Today I am looking at three FTSE stocks in danger of disappointing dividend hunters.
The exhausting effect of prolonged discounting across the UK grocery sector finally caught up on Sainsburys (LSE: SBRY) last year. The business reported this month that profits slipped for the first time in a decade for the year ending March 2015, with underlying pre-tax profit dropping 14.7% during the period to 681m.
Like-for-like sales slumped 1.9% during the year, and with the competition upping the ante I believe the bottom line at Sainsburys is set to endure further hardships ahead. Indeed, these pressures have forced the supermarket into significant capex reductions and cost-cutting to shore up the balance sheet, and desperate cash conservation also forced the grocer to slash full-year dividend by almost a quarter, to 13.2p per share.
And the City does not believe that the troubles are over there, with Sainsburys anticipated to reduce the payout to around 10.5p per share in fiscal 2016 amidst a predicted 20% earnings slide. Dividends are expected to remain around this level in 2017, too, amidst forecasts of a 3% bottom-line dip.

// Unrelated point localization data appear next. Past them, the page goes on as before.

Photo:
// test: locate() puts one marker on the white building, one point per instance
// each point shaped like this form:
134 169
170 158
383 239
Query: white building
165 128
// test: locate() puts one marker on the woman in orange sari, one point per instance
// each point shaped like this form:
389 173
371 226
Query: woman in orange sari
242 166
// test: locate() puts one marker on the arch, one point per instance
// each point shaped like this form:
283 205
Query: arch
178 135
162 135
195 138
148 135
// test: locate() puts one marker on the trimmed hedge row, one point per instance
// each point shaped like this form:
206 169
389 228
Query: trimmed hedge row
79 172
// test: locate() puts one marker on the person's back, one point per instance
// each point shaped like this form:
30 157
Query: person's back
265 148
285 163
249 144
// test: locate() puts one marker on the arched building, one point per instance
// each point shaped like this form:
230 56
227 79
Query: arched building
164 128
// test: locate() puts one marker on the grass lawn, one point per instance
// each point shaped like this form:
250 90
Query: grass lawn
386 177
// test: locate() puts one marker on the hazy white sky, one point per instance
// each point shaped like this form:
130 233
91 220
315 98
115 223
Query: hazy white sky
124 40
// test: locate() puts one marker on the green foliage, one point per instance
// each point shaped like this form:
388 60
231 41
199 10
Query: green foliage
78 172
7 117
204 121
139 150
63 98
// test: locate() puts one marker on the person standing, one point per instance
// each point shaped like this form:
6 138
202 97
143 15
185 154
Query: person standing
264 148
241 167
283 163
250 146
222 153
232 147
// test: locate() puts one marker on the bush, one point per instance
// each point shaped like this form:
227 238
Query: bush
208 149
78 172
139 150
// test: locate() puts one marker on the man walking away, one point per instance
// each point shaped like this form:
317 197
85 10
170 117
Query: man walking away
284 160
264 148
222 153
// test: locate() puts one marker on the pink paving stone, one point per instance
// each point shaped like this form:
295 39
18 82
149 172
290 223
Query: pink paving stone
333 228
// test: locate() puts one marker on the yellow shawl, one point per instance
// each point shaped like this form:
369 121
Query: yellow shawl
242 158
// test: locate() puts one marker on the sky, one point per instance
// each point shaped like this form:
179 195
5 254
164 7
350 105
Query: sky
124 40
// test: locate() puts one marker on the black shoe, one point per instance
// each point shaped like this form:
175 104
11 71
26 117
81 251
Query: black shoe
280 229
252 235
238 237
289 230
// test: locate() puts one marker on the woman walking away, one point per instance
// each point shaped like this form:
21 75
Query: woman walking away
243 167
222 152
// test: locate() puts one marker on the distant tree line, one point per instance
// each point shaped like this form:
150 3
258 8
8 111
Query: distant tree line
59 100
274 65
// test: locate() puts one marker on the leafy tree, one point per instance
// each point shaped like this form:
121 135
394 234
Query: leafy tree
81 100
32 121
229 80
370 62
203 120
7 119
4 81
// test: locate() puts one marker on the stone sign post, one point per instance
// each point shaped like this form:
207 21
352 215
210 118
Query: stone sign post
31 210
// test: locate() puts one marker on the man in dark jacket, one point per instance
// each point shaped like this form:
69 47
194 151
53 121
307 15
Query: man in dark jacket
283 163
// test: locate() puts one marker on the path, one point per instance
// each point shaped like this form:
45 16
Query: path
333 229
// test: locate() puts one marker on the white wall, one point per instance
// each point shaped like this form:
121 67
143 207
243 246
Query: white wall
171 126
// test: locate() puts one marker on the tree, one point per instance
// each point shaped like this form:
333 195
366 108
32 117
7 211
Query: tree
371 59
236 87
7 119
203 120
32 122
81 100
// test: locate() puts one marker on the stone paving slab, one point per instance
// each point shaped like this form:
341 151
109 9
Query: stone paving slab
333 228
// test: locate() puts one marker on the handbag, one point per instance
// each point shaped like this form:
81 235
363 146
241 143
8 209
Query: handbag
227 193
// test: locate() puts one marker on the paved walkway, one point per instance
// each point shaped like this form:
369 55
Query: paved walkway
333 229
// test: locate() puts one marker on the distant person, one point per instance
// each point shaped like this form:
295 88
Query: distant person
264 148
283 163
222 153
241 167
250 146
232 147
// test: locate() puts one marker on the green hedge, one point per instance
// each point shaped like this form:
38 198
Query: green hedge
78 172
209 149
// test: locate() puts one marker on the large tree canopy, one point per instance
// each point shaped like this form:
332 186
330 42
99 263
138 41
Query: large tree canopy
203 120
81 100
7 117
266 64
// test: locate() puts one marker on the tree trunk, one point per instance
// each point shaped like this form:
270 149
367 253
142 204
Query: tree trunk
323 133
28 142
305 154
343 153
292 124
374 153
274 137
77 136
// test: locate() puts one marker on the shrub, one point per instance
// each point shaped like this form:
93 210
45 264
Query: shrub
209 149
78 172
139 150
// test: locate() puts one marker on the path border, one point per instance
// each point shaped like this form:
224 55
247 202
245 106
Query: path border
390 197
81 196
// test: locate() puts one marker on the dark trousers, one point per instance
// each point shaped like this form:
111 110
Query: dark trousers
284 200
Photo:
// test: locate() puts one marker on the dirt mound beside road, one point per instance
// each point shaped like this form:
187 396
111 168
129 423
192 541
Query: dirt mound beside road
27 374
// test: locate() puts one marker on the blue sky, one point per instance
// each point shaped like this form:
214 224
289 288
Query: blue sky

With the supermarket nursing a colossal net debt pile of 2.3bn, and sales failing to show any meaningful improvement despite extensive price reductions, it is hard to see the dividend picture over the at the London firm improving any time soon.
Due to persistent difficulties in the energy sector I reckon Petrofac (LSE: PFC) is a dicey pick for income chasers. The company which builds infrastructure for the oil and gas markets warned last month that industrial action and poor weather in the Shetlands will result in a further $195m pre-tax loss at its Laggan-Tormore project, adding to the $230m hit already booked on the project.
This is the latest of a spate of profit warnings announced over the past year, and I expect the situation to get even worse at Petrofac as fossil fuel producers across the globe batten down the hatches and reduce investment in new hardware. Consequently the business is expected to clock up a 39% earnings slide in 2015, according to City analysts, following on from last years 11% drop. This result is expected to force Petrofac to slash the dividend to 61.2 US cents per share from 65.8 cents in 2013 and 2014.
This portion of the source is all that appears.